Secondo Di Segni, l’iperattivismo del Papa su Gaza mal si concilia a un suo disinteresse per altre parti di mondo. “In Sudan meridionale ci sono stati 400 mila morti. In Yemen 400 mila morti. In Siria almeno 400 mila. Ci sono 13 milioni di rifugiati e 24 milioni di profughi all’interno dei paesi. Il numero di cristiani in medio oriente cala vertiginosamente. Questa lista incompleta degli orrori in corso, se si considerano le posizioni dei vertici della chiesa cattolica, coincide con le sue omissioni, distrazioni, basso profilo e citazioni generiche che stridono con attenzione quasi quotidiana alle parole di riprovazione e condanna nei confronti di Israele. La condanna della guerra quando è monolaterale e monotematica è sospetta”. Riprendendo una citazione, Di Segni ha aggiunto: “Un Papa non può dividere il mondo in figli e figliastri. E dunque deve denunciare le sofferenze di tutti. Sono pienamente d’accordo. Solo che è esattamente quello che il Papa non fa. Sappiamo che ogni giorno è al telefono con il parroco di Gaza. Quante telefonate ha fatto in Sudan, Siria, Etiopia, Congo, Yemen? Quante volte ne ha parlato? Non lo sappiamo. Però sappiamo che con l’appoggio mediatico della Chiesa Israele è tornata sul banco degli imputati”.
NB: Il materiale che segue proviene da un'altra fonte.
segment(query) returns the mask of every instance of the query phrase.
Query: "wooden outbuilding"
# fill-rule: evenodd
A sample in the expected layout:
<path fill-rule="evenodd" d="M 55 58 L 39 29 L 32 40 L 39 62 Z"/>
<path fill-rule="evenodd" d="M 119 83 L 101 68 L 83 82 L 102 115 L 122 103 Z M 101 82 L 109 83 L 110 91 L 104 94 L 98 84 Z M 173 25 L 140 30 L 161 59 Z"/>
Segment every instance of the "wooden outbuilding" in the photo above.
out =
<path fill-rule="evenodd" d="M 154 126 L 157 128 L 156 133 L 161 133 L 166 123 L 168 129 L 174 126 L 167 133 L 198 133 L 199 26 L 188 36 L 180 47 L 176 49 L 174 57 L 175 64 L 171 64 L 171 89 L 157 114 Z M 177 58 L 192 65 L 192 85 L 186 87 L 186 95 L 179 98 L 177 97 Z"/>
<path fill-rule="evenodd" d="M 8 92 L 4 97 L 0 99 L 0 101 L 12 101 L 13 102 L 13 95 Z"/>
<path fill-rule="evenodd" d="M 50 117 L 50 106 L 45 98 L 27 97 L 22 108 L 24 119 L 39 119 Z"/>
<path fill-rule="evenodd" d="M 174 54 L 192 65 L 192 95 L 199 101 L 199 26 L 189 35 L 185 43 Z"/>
Un intervento di una tale schiettezza che prendendo la parola dopo di lui Monsignor Marco Gnavi, responsabile dell’Ufficio per l’ecumenismo, il dialogo interreligioso e i nuovi culti della diocesi di Roma ha tentato di stigmatizzarne le parole. “Comprendo tutto il dolore che è quello della Comunità ebraica, che parla con molte voci. Sono allergico a ogni forma di antisemitismo ma non credo che possiamo trarre conclusioni così estensive. Quarantamila vittime richiedono uno scatto di reni. Non potete chiederci di soffrire con voi e non con gli altri”. Tensione che s’è avvertita anche nella richiesta di non far intervenire le prime voci che si levavano dal pubblico. Per dirla ancora col rabbino di Segni, “il dialogo è rovinato. Ma non dobbiamo perdere la speranza”.